A Comprehensive Evaluation of Feature-Based Malicious Website Detection
[Thesis]
McGahagan, John F., IV
Cukier, Michel
University of Maryland, College Park
2020
299
Ph.D.
University of Maryland, College Park
2020
Although the internet enables many important functions of modern life, it is also a ground for nefarious activity by malicious actors and cybercriminals. For example, malicious websites facilitate phishing attacks, malware infections, data theft, and disruption. A major component of cybersecurity is to detect and mitigate attacks enabled by malicious websites. Although prior researchers have presented promising results - specifically in the use of website features to detect malicious websites - malicious website detection continues to pose major challenges. This dissertation presents an investigation into feature-based malicious website detection. We conducted six studies on malicious website detection, with a focus on discovering new features for malicious website detection, challenging assumptions of features from prior research, comparing the importance of the features for malicious website detection, building and evaluating detection models over various scenarios, and evaluating malicious website detection models across different datasets and over time. We evaluated this approach on various datasets, including: a dataset composed of several threats from industry; a dataset derived from the Alexa top one million domains and supplemented with open source threat intelligence information; and a dataset consisting of websites gathered repeatedly over time.
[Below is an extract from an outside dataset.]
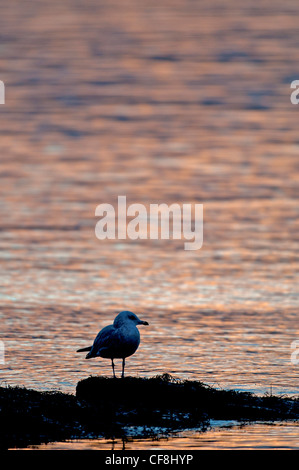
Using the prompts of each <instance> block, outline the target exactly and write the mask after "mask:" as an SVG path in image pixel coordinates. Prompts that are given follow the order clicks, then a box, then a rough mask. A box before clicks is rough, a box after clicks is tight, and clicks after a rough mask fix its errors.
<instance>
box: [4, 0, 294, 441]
mask: <svg viewBox="0 0 299 470" xmlns="http://www.w3.org/2000/svg"><path fill="white" fill-rule="evenodd" d="M27 3H28V2H26V5H25V4H24V2H21V1H17V2H7V4H6V5H4V6H3V7H2V8H1V19H0V22H1V25H0V26H1V28H0V30H1V44H0V54H1V60H2V63H3V67H2V69H1V77H0V79H1V80H3V81H4V83H5V85H6V104H5V105H4V106H2V105H1V108H0V120H1V125H0V133H1V141H0V145H1V152H0V155H1V157H0V158H1V167H0V177H1V186H0V193H1V195H0V211H1V231H0V259H1V274H0V275H1V283H0V284H1V286H0V289H1V290H0V318H1V337H0V339H1V341H3V342H4V346H5V363H4V364H3V365H2V366H1V373H0V379H1V383H2V384H8V385H24V386H26V387H32V388H35V389H39V390H57V389H60V390H62V391H65V392H70V393H74V392H75V387H76V383H77V382H78V381H79V380H81V379H83V378H85V377H87V376H89V375H90V374H93V375H95V374H104V375H110V374H111V367H110V364H109V361H105V360H90V361H85V360H84V357H83V356H82V355H78V354H76V353H75V350H76V349H78V347H83V346H85V345H88V344H90V343H91V341H92V340H93V338H94V337H95V335H96V334H97V332H98V330H99V329H100V328H102V327H103V326H105V325H107V324H109V323H111V321H112V320H113V318H114V316H115V315H116V314H117V313H118V312H119V311H121V310H123V309H129V310H132V311H134V312H135V313H136V314H138V315H139V316H140V317H141V318H143V319H145V320H147V321H148V322H149V323H150V326H149V327H144V328H140V331H141V337H142V341H141V346H140V348H139V350H138V352H137V353H136V354H135V355H134V356H132V357H131V358H129V359H128V360H127V374H130V375H136V374H137V375H140V376H152V375H155V374H157V373H164V372H168V373H171V374H173V375H175V376H178V377H180V378H190V379H198V380H201V381H203V382H205V383H207V384H210V385H213V386H216V387H220V388H235V389H238V390H249V391H253V392H255V393H257V394H264V393H271V392H272V393H275V394H288V395H298V393H299V385H298V378H299V366H298V365H296V364H293V363H292V362H291V352H292V349H291V343H292V342H293V341H294V340H296V339H299V338H298V333H299V330H298V320H297V318H298V304H299V302H298V301H299V294H298V265H299V261H298V228H299V227H298V214H299V205H298V174H299V172H298V153H299V142H298V129H297V127H298V126H297V122H298V119H297V114H298V109H297V107H296V106H294V105H292V104H291V102H290V83H291V81H292V80H294V79H298V78H299V77H298V76H297V75H296V73H297V66H296V64H297V63H298V59H299V57H298V56H299V51H298V48H297V42H296V40H295V38H296V37H297V35H298V30H297V19H296V15H297V14H298V10H299V6H298V3H297V2H296V1H295V0H289V1H286V2H284V5H283V11H282V6H281V2H278V1H273V2H271V4H269V3H268V2H267V1H266V0H262V1H260V2H259V3H258V4H256V2H253V1H252V2H246V4H242V5H240V4H239V2H237V1H236V0H229V1H227V2H225V5H224V4H223V2H212V3H210V2H209V4H207V3H206V2H192V1H186V2H173V1H171V2H168V1H167V2H163V5H159V6H153V5H150V4H148V5H144V4H142V3H140V2H137V1H133V0H130V1H128V2H126V3H125V4H124V3H123V2H121V1H119V0H113V1H112V2H98V1H94V0H88V1H85V2H84V3H83V2H80V1H76V2H72V5H71V6H70V5H69V4H68V3H64V2H63V3H61V2H58V1H56V0H54V1H51V2H42V3H41V2H37V1H35V0H34V1H31V2H30V4H27ZM119 195H126V196H127V200H128V204H131V203H134V202H138V203H143V204H145V205H146V206H148V205H149V204H150V203H161V202H165V203H168V204H171V203H173V202H176V203H179V204H182V203H202V204H204V244H203V247H202V249H201V250H199V251H193V252H187V251H185V250H184V247H183V241H182V240H169V241H167V240H158V241H153V240H136V241H131V240H116V241H114V240H110V241H99V240H98V239H97V238H96V237H95V233H94V229H95V224H96V222H97V219H96V218H95V216H94V211H95V208H96V206H97V205H98V204H100V203H103V202H108V203H110V204H113V205H116V204H117V196H119ZM117 367H118V372H120V367H121V365H120V364H117ZM273 426H274V425H273ZM292 426H293V425H287V424H285V425H283V426H274V427H273V434H272V432H269V429H270V428H269V427H268V426H266V425H265V426H264V427H263V425H259V426H258V427H249V426H248V427H245V428H244V430H245V431H244V432H247V431H248V432H249V431H250V430H252V429H255V431H253V432H256V433H257V434H256V435H257V436H258V438H257V439H258V440H259V442H261V441H263V439H264V440H265V442H266V443H267V445H269V446H270V447H271V446H272V447H273V446H278V447H279V446H280V445H282V446H283V445H284V442H285V440H284V439H285V437H284V436H285V435H287V434H288V433H289V432H292V429H293V428H292ZM271 429H272V428H271ZM224 432H225V433H226V432H227V434H225V436H224V435H223V434H222V433H224ZM250 432H251V431H250ZM283 433H285V434H283ZM236 434H238V435H239V434H240V435H241V433H240V429H239V428H238V427H236V428H232V429H230V430H224V431H221V432H220V433H218V434H217V436H218V438H219V439H217V443H218V444H217V445H218V446H220V447H221V446H222V447H226V446H227V447H231V446H234V445H237V444H238V442H239V441H238V440H236V439H237V437H236ZM213 435H214V436H215V434H213ZM180 436H181V437H180V438H179V439H180V442H181V443H182V444H180V445H182V446H184V445H186V447H187V446H188V445H189V444H190V445H193V443H194V439H195V440H196V437H195V435H194V436H193V435H192V433H191V434H190V433H188V432H186V433H182V434H181V435H180ZM206 436H207V434H205V435H203V437H202V438H203V439H205V438H206ZM221 436H223V437H221ZM229 436H230V437H229ZM240 439H241V438H240ZM253 439H255V438H253ZM169 442H170V441H169ZM175 442H176V444H175V445H179V441H178V439H176V441H175ZM196 442H197V441H196ZM80 445H82V446H84V445H85V444H84V442H83V443H82V444H80ZM89 445H90V444H89V443H86V446H89ZM95 445H96V444H95ZM100 445H102V444H100ZM130 445H132V446H136V448H137V447H138V443H135V442H134V443H133V444H130ZM241 445H242V443H241ZM211 446H212V444H211ZM253 446H254V444H253ZM256 446H258V443H256Z"/></svg>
Results led us to postulate that new, unstudied, features could be incorporated to improve malicious website detection models, since, in many cases, models built with new features outperformed models built from features used in prior research and did so with fewer features. We also found that features discovered using feature selection could be applied to other datasets with minor adjustments. In addition: we demonstrated that the performance of detection models decreased over time; we measured the change of websites in relation to our detection model; and we demonstrated the benefit of re-training in various scenarios.